– Ну, вы можете, по крайней мере, сказать на камеру, что это была фигура, во многом равная Шукшину? – попросила редакторша, похоже, заранее уверенная в моем ответе. Логика была несложной, подтвердив исключительность личности, с которой запросто общался, я как бы ненавязчиво обращал внимание будущих зрителей и на собственную значимость. Не оправдал я ее ожиданий, лишь рассмеялся.

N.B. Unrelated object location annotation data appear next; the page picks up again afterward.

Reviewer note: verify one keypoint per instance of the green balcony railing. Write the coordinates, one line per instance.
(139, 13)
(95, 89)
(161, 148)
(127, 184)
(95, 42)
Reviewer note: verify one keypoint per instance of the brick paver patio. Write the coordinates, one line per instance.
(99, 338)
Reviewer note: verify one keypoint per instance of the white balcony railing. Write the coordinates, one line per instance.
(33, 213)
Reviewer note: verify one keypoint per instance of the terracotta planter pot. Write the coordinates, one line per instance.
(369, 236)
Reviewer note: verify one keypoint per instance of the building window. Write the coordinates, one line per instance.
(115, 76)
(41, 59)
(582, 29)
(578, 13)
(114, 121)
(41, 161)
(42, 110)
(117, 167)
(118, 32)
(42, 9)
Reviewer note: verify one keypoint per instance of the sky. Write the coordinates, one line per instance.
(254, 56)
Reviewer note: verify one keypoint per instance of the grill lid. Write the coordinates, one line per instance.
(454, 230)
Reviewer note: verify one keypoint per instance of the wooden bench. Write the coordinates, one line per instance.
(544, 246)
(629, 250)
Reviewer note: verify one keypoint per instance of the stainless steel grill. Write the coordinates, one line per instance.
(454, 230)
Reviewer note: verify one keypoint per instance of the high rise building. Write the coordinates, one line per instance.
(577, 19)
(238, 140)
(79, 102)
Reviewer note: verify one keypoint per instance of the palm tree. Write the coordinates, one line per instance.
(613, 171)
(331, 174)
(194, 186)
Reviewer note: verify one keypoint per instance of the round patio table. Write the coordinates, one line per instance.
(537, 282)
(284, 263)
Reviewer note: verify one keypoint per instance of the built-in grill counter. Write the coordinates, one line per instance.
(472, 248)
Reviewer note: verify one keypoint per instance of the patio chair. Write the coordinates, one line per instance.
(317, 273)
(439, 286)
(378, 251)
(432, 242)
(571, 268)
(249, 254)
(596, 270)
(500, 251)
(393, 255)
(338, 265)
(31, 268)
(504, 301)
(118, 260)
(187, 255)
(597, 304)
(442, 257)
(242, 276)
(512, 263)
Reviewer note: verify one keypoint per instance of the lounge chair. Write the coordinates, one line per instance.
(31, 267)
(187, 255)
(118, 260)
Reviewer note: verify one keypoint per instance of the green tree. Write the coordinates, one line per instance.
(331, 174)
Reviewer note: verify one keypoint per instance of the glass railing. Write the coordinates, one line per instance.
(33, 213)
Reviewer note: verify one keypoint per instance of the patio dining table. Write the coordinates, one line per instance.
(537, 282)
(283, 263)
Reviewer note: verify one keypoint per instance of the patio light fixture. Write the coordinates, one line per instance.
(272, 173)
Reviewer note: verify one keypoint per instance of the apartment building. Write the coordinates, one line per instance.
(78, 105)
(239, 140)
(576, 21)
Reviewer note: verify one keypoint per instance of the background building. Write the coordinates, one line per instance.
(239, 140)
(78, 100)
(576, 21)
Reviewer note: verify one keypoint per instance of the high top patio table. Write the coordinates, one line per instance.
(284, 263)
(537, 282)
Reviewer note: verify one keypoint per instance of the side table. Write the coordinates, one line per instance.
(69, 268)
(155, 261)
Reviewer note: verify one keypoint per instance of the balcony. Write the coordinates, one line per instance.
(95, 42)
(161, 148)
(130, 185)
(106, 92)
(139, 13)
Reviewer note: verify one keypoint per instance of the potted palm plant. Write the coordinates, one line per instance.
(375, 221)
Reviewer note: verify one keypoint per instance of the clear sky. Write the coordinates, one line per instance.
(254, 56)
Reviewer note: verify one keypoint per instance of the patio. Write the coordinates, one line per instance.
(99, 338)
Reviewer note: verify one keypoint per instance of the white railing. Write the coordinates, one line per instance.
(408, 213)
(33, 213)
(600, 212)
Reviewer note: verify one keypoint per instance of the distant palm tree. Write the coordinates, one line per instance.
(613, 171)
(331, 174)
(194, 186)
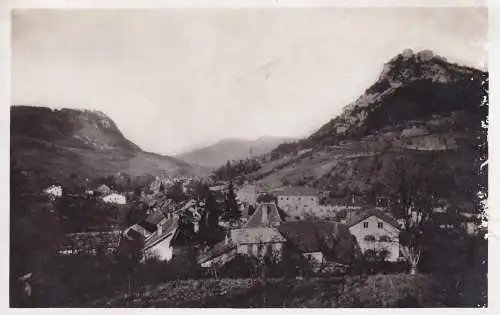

– Ну, что вы. это абсолютно разновеликие фигуры… Хотя один подобный человек, кстати, действительно был у нас на курсе, – попытался я объяснить, – настоящий талант, что называется, от земли, только звали его совсем по-другому – Володя Лобанов. Вот он, по-моему, и был у нас самым способным, только судьба сложилась у него иначе, чем у Валеры.

– Лобанов?.. – протянула редакторша, давая знак оператору выключить камеру. – Нет, не знаю… Впрочем, в любом случае, вы же понимаете, это не совсем по теме нашего кино…

Я понимал.

Наша мастерская уже ко второму году сама по себе несколько расползлась на группки, цементируемые, пожалуй, двумя обстоятельствами – сходным предыдущим «доинститутским» житейским опытом и местом нынешнего проживания. Конечно, это было абсолютно условное деление, во многом объясняющееся просто временем, проводимым вместе – либо в институтском общежитии, либо по дороге через город домой. То, что в маленьком творческом коллектив амбициозных молодых людей, каждый из которых искренне был в глубине души уверен в своих особых способностях, гарантирующих ему в будущем профессиональную востребованность, отношения и не могли оставаться простыми, сейчас-то кажется очевидным – иначе и быть не могло. Ведь процесс занятий по мастерству, помимо многого другого, строился как последовательное выполнение разнообразных творческих заданий – от немых этюдов до полноценных сценариев, – и их последующего еженедельного подробного обсуждения, критики на курсе. Конечно, каждому, прежде всего, была важна оценка мастера, всегда подводящего итог общему разговору, но не менее ревниво все относились и к замечаниями, высказанным сокурсниками. Не все из нас, конечно, были готовы сдерживать рвущиеся наружу эмоции. И часто просто не слишком вежливые слова, сказанные о дорогой тебе работе, могли надолго развести тех, кто только что входил в аудиторию друзьями.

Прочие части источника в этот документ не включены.